Crypto Markets Settle – Where Next For Bitcoin and Ethereum?
Bitcoin clawed back above $115,000 after a whiplash weekend for risk assets, but the rebound feels more like a reflex than a conviction bid. The spark was political, not crypto-native: on Friday, Oct. 10, Donald Trump posted on Truth Social that he intends to slap 100% tariffs on all Chinese imports from Nov. 1. That headline detonated across global markets and sent crypto into a leverage woodchipper, with Bitcoin briefly knifing through $102,000 and Ethereum slipping under $3,800 before dip buyers showed up.

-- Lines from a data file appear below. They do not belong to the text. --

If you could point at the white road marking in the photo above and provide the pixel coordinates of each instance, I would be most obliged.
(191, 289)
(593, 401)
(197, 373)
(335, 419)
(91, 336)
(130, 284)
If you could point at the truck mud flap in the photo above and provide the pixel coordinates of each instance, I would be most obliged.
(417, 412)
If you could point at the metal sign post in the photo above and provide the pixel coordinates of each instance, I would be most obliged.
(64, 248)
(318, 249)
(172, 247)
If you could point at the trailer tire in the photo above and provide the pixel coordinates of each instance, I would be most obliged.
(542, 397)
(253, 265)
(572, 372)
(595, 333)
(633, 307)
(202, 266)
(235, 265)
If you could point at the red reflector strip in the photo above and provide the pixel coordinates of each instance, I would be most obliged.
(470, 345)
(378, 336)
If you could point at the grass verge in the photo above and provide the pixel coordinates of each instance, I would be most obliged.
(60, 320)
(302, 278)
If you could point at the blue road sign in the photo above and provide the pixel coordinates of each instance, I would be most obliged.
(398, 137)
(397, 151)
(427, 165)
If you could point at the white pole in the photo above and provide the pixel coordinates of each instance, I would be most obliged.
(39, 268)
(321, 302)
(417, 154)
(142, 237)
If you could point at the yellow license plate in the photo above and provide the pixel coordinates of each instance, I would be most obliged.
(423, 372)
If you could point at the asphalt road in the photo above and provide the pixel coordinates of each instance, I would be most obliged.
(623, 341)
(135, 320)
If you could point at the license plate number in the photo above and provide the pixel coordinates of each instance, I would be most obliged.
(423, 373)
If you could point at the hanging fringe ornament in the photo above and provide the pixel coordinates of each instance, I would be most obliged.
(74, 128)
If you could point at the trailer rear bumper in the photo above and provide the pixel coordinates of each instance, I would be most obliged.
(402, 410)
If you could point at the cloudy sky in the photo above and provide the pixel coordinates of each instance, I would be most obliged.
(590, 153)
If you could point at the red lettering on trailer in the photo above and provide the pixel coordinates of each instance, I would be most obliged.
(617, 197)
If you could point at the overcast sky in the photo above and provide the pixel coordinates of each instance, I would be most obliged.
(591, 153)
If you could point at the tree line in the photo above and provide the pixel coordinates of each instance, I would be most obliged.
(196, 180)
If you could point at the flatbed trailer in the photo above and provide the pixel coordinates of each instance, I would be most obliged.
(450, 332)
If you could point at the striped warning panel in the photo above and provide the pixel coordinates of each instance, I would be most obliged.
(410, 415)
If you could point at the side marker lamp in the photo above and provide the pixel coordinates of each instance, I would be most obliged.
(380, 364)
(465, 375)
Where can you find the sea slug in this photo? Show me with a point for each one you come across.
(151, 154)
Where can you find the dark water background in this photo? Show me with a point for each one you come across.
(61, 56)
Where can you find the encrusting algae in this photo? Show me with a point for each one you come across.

Bitcoin has ranged around $115,000 over the last 24 hours, source: BNC
Liquidations were epic by any standard, wiping out a broad swath of overextended longs and turning “up only” sentiment into an anatomy lesson on leverage. Pre-crash, betting markets like were pricing in fresh all-time highs. One well-timed short evidently caught the move and walked away with a haul, but the larger story is how quickly positioning reset once forced sellers were cleared out. That’s the paradox of crypto crashes: they’re brutal, and then they’re cleansing.
Post-flush, Bitcoin is up off its 200-day EMA and holding the line, yet the internals aren’t screaming escape velocity. Trend strength has just clicked into “on” rather than “strong,” momentum gauges hover around neutral, and price hasn’t convincingly reclaimed the short-term moving averages that bulls love to see after a real bottom. Translation: structure is still bullish, but buyers are auditioning, not headlining. Until $118K–$120K is taken and kept, range behavior between roughly $110K and $125K remains the base case.
Ethereum’s bounce is similar but softer under the hood. Reclaiming the low $4,000s looks good in a headline, yet ETH’s trend strength lags Bitcoin’s, suggesting rallies may wander without much follow-through until momentum improves. The long-term picture—short-term averages above long-term ones—stays constructive, and seasonality has historically favored ETH in Q4. But seasonality is a tailwind, not a trigger; it won’t substitute for actual demand.
ETH is up on Monday to sit at $4,266, Source: BNC
Solana, ever the time-frame brawler, is flashing bearish tells on the shorter horizon while its longer-term structure stays intact. That kind of split view usually resolves only after Bitcoin chooses a direction. Expect chopsaw price action and sharp mean-reversion until a catalyst—macro or crypto-native—forces a break.
The broader question is whether this was the cathartic flush a late-stage bull market needed or the first crack in the façade. The case for “healthy purge” is straightforward: less leverage, cleaner books, and fewer weak hands. The case for caution: a politically induced shock rarely resolves in a single headline; tariff risk can metastasize across supply chains, earnings, and rates—all of which feed back into liquidity and risk appetite. In other words, the market’s engine is on, but the RPMs aren’t there yet.
Near term, traders are leaning bullish again—prediction markets assign high odds to BTC holding above the $112K area and revisiting $120K before $100K. But sentiment has a short memory. If BTC can reclaim and build above the pre-crash congestion, momentum funds will chase. If it fumbles and loses the $110Ks, last week’s “cleansing” becomes this week’s “warning.” For now, it’s a reset, not a renaissance.